Direct assignment of 13C solid-state NMR signals of TFoF1 ATP synthase subunit c-ring in lipid membranes and its implication for the ring structure

F o F 1 -ATP synthase catalyzes ATP hydrolysis/synthesis coupled with a transmembrane H + translocation in membranes. The F o c -subunit ring plays a major role in this reaction. We have developed an assignment strategy for solid-state 13 C NMR (ssNMR) signals of the F o c -subunit ring of thermophilic Bacillus PS3 (TF o c -ring, 72 residues), carrying one of the basic folds of membrane proteins. In a ssNMR spectrum of uniformly 13 C-labeled sample, the signal overlap has been a major bottleneck because most amino acid residues are hydrophobic. To overcome signal overlapping, we developed a method designated as COmplementary Sequential assignment with MInimum Labeling Ensemble (COSMILE). According to this method, we generated three kinds of reverse-labeled samples to suppress signal overlapping. To assign the carbon signals sequentially, two-dimensional C α(i+1) –C′C α(i) correlation and dipolar assisted rotational resonance (DARR) experiments were performed under magic-angle sample spinning. On the basis of inter- and intra-residue 13 C– 13 C chemical shift correlations, 97% of C α , 97% of C β and 92% of C′ signals were assigned directly from the spectra.

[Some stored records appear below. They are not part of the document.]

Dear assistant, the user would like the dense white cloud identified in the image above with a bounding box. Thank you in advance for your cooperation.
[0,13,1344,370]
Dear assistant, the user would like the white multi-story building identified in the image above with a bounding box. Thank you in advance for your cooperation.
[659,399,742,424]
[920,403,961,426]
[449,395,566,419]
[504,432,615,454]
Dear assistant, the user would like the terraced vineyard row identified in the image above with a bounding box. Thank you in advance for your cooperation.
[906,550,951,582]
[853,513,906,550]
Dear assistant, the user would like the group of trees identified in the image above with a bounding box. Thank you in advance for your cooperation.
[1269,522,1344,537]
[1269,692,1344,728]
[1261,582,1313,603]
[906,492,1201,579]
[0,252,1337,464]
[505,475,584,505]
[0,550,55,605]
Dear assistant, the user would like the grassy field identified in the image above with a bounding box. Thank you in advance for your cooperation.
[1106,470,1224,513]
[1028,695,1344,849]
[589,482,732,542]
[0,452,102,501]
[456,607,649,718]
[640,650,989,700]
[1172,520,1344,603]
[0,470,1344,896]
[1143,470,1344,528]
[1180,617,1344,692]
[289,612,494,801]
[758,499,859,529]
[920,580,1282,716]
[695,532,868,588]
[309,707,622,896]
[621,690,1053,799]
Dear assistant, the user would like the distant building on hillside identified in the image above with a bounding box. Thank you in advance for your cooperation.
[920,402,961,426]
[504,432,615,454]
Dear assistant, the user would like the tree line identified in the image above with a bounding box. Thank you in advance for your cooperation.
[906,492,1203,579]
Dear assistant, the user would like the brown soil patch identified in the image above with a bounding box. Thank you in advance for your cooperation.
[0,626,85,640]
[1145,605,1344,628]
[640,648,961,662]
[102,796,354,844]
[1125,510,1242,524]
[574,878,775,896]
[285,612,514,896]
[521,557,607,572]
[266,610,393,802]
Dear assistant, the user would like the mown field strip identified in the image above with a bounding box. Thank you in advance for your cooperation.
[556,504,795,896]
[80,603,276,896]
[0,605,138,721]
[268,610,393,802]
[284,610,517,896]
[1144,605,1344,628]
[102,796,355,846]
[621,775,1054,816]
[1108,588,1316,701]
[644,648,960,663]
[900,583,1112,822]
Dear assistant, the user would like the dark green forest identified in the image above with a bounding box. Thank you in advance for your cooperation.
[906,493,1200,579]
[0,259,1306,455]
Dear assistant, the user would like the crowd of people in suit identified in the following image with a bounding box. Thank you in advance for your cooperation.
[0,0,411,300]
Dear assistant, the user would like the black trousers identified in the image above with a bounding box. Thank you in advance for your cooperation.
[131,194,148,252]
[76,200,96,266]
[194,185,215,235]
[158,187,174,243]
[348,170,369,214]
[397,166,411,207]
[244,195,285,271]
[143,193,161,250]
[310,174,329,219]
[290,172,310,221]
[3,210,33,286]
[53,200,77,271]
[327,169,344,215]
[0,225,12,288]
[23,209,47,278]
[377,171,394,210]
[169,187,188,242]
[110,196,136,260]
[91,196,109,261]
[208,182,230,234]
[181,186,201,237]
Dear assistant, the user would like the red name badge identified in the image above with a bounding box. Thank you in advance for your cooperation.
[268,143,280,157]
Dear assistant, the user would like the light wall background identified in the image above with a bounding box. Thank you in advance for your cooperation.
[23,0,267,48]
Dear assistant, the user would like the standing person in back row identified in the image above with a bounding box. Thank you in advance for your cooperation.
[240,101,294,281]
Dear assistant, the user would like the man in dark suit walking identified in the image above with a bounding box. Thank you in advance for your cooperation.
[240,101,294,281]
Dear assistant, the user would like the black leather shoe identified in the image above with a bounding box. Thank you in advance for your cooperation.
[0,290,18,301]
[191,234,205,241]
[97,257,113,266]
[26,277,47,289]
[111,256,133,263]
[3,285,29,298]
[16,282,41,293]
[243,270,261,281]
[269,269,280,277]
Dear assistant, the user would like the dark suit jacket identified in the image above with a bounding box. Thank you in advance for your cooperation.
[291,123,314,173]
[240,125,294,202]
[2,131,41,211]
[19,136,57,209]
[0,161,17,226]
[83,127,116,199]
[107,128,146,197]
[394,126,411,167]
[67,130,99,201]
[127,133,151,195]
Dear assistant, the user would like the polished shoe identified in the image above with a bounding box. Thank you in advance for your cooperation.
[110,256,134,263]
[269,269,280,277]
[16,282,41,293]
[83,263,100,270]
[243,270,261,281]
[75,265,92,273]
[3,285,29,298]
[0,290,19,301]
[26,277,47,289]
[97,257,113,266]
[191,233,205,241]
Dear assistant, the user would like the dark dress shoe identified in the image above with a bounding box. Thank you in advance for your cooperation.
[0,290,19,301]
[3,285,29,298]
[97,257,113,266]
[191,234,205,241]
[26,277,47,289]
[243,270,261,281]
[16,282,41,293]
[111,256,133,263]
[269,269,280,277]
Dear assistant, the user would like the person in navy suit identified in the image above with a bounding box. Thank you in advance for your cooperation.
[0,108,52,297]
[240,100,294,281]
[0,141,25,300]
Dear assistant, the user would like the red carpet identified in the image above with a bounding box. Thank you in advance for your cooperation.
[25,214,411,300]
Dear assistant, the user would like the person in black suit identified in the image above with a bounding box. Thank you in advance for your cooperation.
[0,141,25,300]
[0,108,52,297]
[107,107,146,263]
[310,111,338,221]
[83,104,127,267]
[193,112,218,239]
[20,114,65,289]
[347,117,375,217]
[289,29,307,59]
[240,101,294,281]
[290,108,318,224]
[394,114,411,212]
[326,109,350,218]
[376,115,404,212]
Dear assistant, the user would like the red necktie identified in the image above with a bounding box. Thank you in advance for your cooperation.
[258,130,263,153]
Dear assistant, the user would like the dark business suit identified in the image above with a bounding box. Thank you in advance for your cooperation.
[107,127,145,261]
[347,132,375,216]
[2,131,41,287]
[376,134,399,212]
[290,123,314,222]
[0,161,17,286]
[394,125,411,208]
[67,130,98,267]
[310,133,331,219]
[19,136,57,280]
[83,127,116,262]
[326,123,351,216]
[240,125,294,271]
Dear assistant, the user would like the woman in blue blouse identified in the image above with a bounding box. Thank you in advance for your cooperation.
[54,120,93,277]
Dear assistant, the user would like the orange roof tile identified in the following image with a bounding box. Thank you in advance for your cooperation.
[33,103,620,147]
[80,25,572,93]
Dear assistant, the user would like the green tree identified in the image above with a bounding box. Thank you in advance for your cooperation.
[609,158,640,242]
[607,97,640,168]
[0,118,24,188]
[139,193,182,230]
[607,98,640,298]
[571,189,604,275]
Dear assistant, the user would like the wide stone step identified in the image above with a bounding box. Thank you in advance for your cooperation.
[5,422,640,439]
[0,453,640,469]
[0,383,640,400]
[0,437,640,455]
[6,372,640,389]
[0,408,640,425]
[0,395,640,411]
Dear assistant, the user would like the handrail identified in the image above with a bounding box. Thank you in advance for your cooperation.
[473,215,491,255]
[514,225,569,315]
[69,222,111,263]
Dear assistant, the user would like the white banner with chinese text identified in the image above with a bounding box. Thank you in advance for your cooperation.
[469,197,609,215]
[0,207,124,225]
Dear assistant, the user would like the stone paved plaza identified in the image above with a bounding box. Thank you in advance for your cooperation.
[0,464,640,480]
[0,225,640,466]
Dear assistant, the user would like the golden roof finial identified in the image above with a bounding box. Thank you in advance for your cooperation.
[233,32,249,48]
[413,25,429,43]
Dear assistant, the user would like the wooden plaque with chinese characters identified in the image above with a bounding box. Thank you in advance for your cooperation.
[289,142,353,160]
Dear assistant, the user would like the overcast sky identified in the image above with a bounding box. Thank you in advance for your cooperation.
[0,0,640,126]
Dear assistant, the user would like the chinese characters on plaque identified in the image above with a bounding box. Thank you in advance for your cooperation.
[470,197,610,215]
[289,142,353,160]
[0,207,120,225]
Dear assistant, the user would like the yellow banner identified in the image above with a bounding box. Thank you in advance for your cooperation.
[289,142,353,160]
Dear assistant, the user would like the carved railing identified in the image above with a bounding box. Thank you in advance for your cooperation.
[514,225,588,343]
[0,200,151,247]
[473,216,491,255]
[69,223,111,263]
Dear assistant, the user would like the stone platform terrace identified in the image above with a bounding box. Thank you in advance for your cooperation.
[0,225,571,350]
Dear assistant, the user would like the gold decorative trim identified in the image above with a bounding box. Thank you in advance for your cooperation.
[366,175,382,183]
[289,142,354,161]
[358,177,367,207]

Secondary structure analysis predicted a hairpin fold of two helices with a central loop. The effects of saturated and unsaturated phosphatidylcholines on TF o c -ring structure were examined. The DARR spectra at 15 ms mixing time are essentially similar to each other in saturated and unsaturated lipid membranes, suggesting that TF o c -rings have similar structures under the different environments. The spectrum of the sample in saturated lipid membranes showed better resolution and structural stability in the gel state. The C-terminal helix was suggested to locate in the outer layer of the c -ring.